The ICAT Cyberbiosecurity project team met with the transdisciplinary agricultural research team (2 hrs) to gather data using this agriculture and food system project as an illustration of life sciences data generation, management, sharing, and training needs. In this discussion session, the agricultural research team provided their responses to a series of questions relating to value of data generated within different sectors of the agriculture and food system, data management practices, threats to data security, risks occurring if threats were realized, data and cyberphysical system security actions, and external stakeholders (non-academic) that represent that sector of the system. In preparation, participants reviewed one peer-reviewed publication on cyberbiosecurity for the agriculture and food system and select (from a list) another publication of relevance to cyberbiosecurity for life sciences. The facilitated discussion was recorded and will be transcribed with a goal of identifying information of relevance to case study development, terminology of importance, and other relevant outcomes (IRB 19-692).
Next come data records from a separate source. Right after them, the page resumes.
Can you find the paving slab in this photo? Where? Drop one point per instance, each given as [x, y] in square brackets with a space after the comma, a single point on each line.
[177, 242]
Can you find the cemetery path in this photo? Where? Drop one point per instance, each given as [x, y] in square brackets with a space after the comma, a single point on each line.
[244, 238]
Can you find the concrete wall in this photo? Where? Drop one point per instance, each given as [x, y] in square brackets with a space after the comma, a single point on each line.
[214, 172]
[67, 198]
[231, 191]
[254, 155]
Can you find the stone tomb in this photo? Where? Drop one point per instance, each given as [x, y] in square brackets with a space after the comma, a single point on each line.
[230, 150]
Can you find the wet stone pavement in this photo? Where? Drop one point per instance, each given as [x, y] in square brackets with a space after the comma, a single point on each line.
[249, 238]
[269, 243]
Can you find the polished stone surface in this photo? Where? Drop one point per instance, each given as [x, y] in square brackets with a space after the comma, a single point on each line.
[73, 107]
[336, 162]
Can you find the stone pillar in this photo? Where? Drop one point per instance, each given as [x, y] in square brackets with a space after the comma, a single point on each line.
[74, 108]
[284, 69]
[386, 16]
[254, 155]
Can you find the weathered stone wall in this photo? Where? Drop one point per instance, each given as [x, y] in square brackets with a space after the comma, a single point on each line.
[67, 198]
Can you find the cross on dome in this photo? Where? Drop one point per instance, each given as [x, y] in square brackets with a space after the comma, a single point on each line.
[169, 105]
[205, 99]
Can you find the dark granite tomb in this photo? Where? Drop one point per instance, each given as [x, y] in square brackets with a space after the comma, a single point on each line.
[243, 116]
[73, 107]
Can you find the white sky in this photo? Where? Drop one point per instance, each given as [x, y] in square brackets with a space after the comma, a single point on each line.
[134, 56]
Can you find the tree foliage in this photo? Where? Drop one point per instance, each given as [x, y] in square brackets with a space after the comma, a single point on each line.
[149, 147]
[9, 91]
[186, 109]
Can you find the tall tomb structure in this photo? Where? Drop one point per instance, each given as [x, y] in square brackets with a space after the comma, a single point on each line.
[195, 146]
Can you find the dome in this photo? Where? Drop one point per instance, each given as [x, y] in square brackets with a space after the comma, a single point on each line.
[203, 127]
Figure 2 illustrates a draft of the summary table that will be completed.

Designing Cyberbiosecurity Case Studies for the Food and Agricultural System for Integrating Education, Workforce Development, and BioEconomy
Figure 2. At the 2019 annual meeting of the USDA SCRI Edamame project Advisory Board Meeting (upper R), ICAT project PI Susan Duncan delivered a presentation on the concept of cyberbiosecurity for food and agriculture to the entire transdisciplinary research team (upper L). As part of that presentation, initial information from the discussion data gathering was presented (lower L). This project, funded by USDA Specialty Crop Research Initiative (SCRI) program ($3.7M; 2018-2022) includes participation from Virginia Tech (Blacksburg campus and Eastern Shore Agricultural Research and Extension Center), University of Missouri, University of Arkansas, University of Mississippi, and three external agribusiness stakeholders. Also attending the meeting was the USDA SCRI Program Officer. ICAT project participants included Susan Duncan, Bo Zhang, and Renata Carneiro. Acknowledgements for project support included the ICAT funding support.